Maintain a runbook for each failure mode: what to do when a provider's key issuance API is down, how to manually force-complete a stuck drain, and how to roll back a rotation if the new key turns out to be invalid.

Putting It All Together: The Rotation Flow End to End

Here is the complete happy-path flow for a single tenant credential rotation, from trigger to completion:

  1. The rotation scheduler detects that tenant-abc's OpenAI key expires in 48 hours and emits rotation.initiated.
  2. The rotation pipeline transitions to ISSUING and calls the OpenAI adapter to create a new key.
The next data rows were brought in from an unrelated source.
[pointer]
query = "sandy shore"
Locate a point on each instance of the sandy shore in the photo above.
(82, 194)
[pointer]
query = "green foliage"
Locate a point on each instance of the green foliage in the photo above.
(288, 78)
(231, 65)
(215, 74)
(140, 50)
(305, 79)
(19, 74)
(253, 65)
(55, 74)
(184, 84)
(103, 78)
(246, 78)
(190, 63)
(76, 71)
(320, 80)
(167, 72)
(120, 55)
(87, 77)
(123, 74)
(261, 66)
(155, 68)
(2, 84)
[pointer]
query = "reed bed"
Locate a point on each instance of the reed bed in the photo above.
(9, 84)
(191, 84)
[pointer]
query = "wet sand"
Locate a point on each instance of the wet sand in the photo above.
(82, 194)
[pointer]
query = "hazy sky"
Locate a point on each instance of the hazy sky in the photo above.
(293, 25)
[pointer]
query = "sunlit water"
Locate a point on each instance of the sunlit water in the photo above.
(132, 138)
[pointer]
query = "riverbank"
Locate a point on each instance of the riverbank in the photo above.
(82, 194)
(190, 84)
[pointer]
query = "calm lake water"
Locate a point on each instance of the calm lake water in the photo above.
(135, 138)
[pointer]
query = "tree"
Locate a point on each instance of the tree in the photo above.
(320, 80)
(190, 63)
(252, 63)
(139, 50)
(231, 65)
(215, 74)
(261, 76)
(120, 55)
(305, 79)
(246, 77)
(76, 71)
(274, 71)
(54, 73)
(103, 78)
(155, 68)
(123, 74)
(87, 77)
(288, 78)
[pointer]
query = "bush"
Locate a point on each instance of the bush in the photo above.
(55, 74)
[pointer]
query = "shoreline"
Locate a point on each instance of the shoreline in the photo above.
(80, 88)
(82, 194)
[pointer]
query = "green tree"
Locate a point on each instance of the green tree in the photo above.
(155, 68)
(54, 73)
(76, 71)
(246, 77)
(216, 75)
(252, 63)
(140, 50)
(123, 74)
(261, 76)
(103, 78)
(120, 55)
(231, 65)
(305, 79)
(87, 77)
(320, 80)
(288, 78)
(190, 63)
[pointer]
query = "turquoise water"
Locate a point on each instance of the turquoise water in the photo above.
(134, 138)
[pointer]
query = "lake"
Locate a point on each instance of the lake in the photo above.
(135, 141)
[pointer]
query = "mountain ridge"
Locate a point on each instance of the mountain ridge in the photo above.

The new key (version: 5) is written to Vault with rotation_status: active. The old key (version: 4) is updated to rotation_status: draining.
  3. The pipeline emits rotation.new_key_ready. The CCB stops issuing version 4 to new tasks. All new tasks for tenant-abc now receive version 5.
  4. The pipeline emits rotation.checkpoint_requested. The CCB notifies the three active tasks holding version 4.
  5. Each task finishes its current LLM call, checkpoints its state, deregisters from the holder registry, fetches version 5 from the CCB, and resumes. From the task's perspective, there is a brief pause of milliseconds between steps, nothing more.
  6. The CCB detects that the version 4 holder set is empty and emits rotation.drain_complete.
  7. After the 300-second overlap window (per OpenAI's policy), the pipeline calls the OpenAI adapter to revoke the version 4 key. It then marks version 4 as rotation_status: revoked in Vault.
  8. The pipeline emits rotation.complete. The audit log records the full rotation lifecycle. Metrics are updated.
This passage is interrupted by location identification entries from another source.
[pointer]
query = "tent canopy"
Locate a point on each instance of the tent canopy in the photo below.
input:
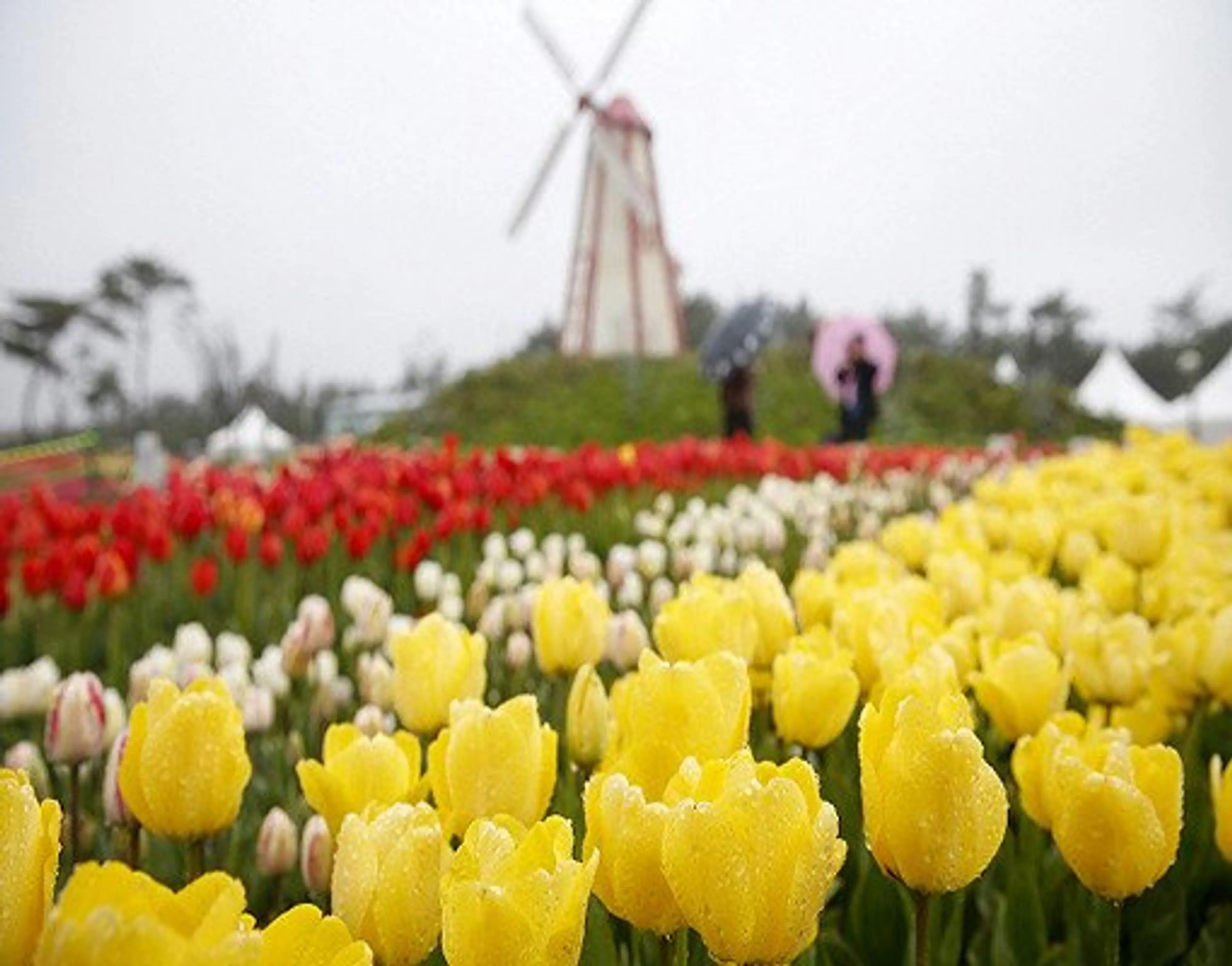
(252, 436)
(1114, 389)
Total elapsed time for a typical rotation with three active tasks: under 10 minutes. Zero tasks dropped. Zero LLM calls interrupted.

Conclusion

Building a per-tenant AI agent credential rotation pipeline is one of those infrastructure investments that feels over-engineered until the day a key gets compromised and your platform handles it silently in the background while every tenant's agents keep running without a hiccup. That is the moment it pays for itself entirely.

The architecture described here, combining a versioned secret store, a stateful rotation state machine, a credential context broker, task-level checkpointing, and a rotation event bus, gives you the building blocks for a system that is both operationally safe and security-compliant. It respects the realities of agentic workloads: long-running tasks, nested tool calls, and strict tenant isolation requirements that simpler rotation patterns simply cannot accommodate.
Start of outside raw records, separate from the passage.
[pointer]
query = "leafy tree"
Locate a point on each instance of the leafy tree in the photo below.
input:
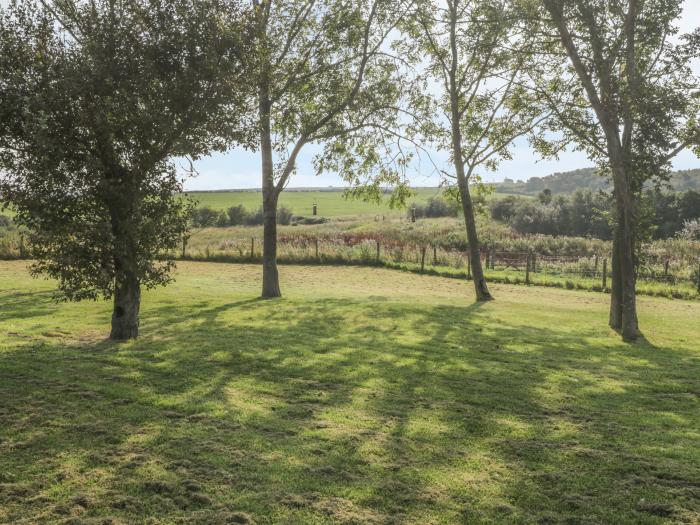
(96, 97)
(322, 75)
(466, 49)
(624, 94)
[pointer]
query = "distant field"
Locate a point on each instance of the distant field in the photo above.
(330, 203)
(364, 396)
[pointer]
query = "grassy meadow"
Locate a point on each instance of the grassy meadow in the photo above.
(330, 203)
(363, 396)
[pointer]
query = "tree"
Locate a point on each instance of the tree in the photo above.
(479, 110)
(96, 97)
(627, 96)
(321, 72)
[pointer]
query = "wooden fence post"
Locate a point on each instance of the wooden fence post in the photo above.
(605, 274)
(527, 269)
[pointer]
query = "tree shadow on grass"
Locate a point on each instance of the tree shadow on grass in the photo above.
(340, 411)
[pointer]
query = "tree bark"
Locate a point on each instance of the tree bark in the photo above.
(615, 319)
(480, 287)
(271, 286)
(127, 303)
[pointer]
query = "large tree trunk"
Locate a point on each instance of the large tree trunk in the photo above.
(127, 303)
(623, 302)
(271, 285)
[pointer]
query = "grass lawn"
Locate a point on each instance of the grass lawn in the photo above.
(364, 396)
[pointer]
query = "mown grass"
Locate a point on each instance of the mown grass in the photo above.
(330, 203)
(363, 396)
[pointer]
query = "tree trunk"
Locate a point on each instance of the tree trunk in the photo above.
(271, 286)
(127, 303)
(615, 320)
(623, 301)
(480, 287)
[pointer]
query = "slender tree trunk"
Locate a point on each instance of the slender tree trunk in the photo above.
(271, 286)
(127, 303)
(615, 320)
(271, 282)
(480, 287)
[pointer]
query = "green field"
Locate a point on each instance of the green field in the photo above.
(364, 396)
(330, 203)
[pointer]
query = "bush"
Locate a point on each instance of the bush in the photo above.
(236, 215)
(205, 217)
(284, 215)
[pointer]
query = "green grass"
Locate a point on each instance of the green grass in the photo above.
(330, 203)
(363, 396)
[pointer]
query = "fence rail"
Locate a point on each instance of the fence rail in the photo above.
(673, 278)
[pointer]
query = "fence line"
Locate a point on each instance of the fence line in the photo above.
(584, 271)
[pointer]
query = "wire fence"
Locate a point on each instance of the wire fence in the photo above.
(666, 277)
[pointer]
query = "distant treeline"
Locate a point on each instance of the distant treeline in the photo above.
(586, 213)
(588, 179)
(206, 217)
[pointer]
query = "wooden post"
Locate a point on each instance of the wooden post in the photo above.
(605, 274)
(527, 269)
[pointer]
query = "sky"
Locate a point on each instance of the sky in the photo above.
(241, 169)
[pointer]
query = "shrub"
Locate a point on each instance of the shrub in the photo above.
(205, 217)
(236, 215)
(284, 215)
(436, 207)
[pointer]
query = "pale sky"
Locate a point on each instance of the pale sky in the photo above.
(241, 169)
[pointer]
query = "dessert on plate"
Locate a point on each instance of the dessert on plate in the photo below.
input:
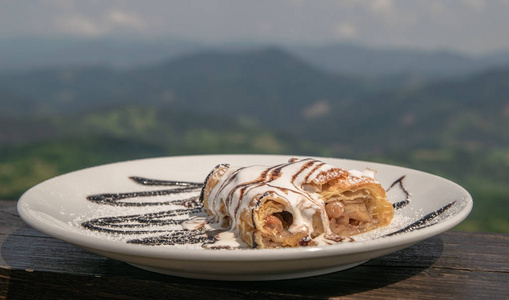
(303, 202)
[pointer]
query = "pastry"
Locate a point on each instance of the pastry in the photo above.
(299, 203)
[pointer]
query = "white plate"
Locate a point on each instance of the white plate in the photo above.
(59, 207)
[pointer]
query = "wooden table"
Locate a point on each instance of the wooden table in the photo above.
(452, 265)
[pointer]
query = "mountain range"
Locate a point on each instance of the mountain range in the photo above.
(345, 58)
(259, 100)
(275, 88)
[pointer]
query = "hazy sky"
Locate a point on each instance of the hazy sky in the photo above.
(472, 26)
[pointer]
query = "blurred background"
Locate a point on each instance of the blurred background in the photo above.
(421, 84)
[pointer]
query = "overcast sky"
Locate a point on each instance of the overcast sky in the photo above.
(471, 26)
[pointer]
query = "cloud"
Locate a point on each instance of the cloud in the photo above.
(78, 25)
(345, 30)
(93, 26)
(123, 19)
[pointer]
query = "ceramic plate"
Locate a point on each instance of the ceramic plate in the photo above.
(133, 211)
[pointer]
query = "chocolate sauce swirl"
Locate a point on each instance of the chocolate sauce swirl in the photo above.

As foundation model providers continue to mature their key management APIs throughout 2026 and beyond, the adapter layer will become easier to implement. But the core architecture, the state machine, the drain protocol, and the checkpoint system, will remain relevant as long as AI agents are doing real work in production. Build it once, build it right, and your platform will be ready for whatever comes next.